The thing that will be different about this fine, though, is there’s not much the federal government can do after sending you this bill. They cannot garnish your wages for example, or put a lien on your house. The tax penalty will, however, remain on your IRS bill in subsequent years. You can read more about the issue here.

Pre-Existing Insurance Plan (PCIP)

Q: What if I am enrolled in PCIP?

A: Coverage through the federal Pre-Existing Condition Insurance Plan (PCIP) ends December 31, 2013. You must take action by December 15 to avoid a coverage gap. You can enroll in the Marketplace or Medicaid, depending on your income.

Tax Credits/Subsidies

Q: Should I use my entire subsidy at once? How can I avoid owing taxes?
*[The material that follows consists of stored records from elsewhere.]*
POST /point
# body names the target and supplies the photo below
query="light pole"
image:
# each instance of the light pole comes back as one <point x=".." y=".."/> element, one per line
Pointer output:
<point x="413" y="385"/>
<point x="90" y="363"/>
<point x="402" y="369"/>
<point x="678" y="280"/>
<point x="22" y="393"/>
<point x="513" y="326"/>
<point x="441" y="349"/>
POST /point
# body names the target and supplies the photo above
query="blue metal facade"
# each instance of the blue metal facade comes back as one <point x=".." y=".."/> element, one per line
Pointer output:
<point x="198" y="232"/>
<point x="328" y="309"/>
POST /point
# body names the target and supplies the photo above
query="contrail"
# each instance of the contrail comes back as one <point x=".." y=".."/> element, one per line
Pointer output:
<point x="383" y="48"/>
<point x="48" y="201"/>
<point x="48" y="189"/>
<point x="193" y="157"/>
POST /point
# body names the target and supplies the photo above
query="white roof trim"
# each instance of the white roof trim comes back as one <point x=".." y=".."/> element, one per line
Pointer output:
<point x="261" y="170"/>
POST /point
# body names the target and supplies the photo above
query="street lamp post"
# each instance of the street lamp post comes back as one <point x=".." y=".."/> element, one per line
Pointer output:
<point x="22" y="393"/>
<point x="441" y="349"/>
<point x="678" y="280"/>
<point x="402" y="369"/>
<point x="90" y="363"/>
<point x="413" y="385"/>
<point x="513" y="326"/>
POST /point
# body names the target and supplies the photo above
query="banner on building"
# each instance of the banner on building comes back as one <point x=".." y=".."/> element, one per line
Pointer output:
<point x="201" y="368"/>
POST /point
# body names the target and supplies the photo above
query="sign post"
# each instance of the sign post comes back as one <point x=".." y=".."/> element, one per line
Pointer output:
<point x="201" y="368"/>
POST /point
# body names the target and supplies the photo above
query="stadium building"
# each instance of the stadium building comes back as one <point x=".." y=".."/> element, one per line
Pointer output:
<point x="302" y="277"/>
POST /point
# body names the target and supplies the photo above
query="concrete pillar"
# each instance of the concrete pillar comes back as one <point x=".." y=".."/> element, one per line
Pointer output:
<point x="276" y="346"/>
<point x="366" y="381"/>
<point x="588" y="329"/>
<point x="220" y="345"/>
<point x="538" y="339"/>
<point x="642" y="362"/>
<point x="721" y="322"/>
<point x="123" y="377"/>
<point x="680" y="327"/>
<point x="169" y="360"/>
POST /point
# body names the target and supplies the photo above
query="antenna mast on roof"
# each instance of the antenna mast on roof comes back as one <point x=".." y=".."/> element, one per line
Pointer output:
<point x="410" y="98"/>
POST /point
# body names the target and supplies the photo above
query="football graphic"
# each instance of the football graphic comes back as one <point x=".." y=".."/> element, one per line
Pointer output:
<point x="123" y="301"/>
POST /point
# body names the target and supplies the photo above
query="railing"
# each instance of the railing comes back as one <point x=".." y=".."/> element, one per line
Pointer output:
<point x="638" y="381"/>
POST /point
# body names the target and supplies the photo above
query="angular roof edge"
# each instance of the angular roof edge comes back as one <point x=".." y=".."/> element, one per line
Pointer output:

A: The premium subsidies are delivered in the form of a refundable tax credit, which can be used immediately to reduce your monthly premiums.

You can use it all right away, or you can use part of it, or none at all. If you expect your income to remain the same, you might use the entire credit. But if your income is likely to rise, it may pay to use only a portion of the subsidy. That way, you’ll avoid owing money to the I.R.S. at tax time.

If your income does change, report it to the exchange. If your income drops, you may be eligible for a larger credit. Changes in family size should also be reported. How much you may owe will all get reconciled on your taxes in the spring of 2015.